Thanks! I have only recently started thinking about it in terms of scale so I am mainly basing it on my own intuitions (I am also not a philosopher, so not sure if I would be able to formalize the arguments). However, if I were to try to make a prescriptive version I would probably start by saying that we have obligations to each other (i.e. like parents have obligations to their children), and at each “scale” or population size, some of these obligations cancel out (a state doesn’t have obligations to a particular child but to its children in general). At the largest scale, the only obligation left is to preserve life itself, which is why utilitarianism works so well here.
Ok, that’s a good start. Let me challenge your view a bit. In this framework, how do you choose whether to invest 100$ in your family, or donating them to AMF?

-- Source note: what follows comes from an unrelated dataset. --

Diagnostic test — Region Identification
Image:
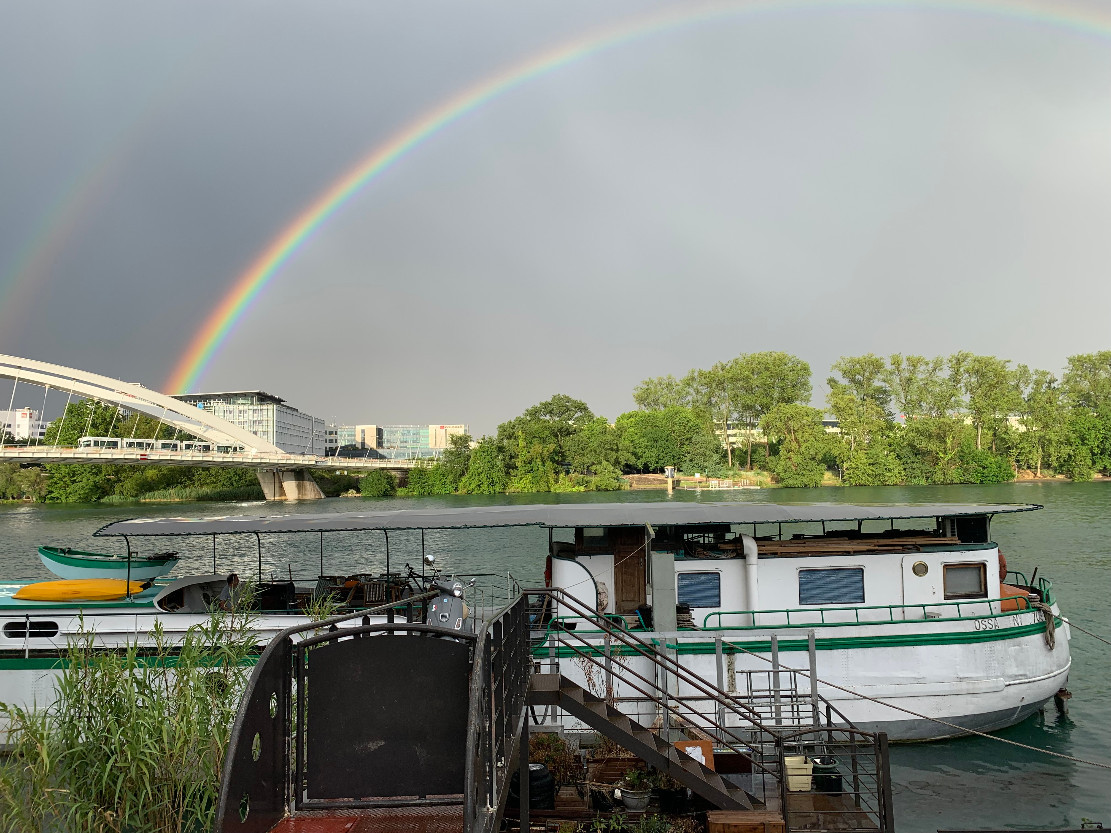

I would say that depends slightly on the circumstances. If for example you are a single parent and need $100 to spend on medicines for your children (even if it is for a non life-threatening condition), I would say that you need to fulfill that obligation before you should consider donating to AMF.
I agree with your observation about scale. It’s interesting to think about where the idea of parents having obligations to their children—or of individuals having a special obligation to their community members/fellow citizens—comes from. I think these might come partially from a notion of neglectedness. My child is not more important, morally, than any other, but I can assume most other children already have parents looking out for them, so my child is counterfactually the most neglected cause (and the most tractable cause among children I could care for).
(and sadly, it’s not true that we can assume most other children already have parents looking out for them. Or at least, for your argument to work you need to replace most other children with all other children)
Neglectedness is usually taken to be the amount of resources going into a problem. You can measure the resources by “parenting time” (what about orphans, by the way?) but in many cases it is not the most important resource.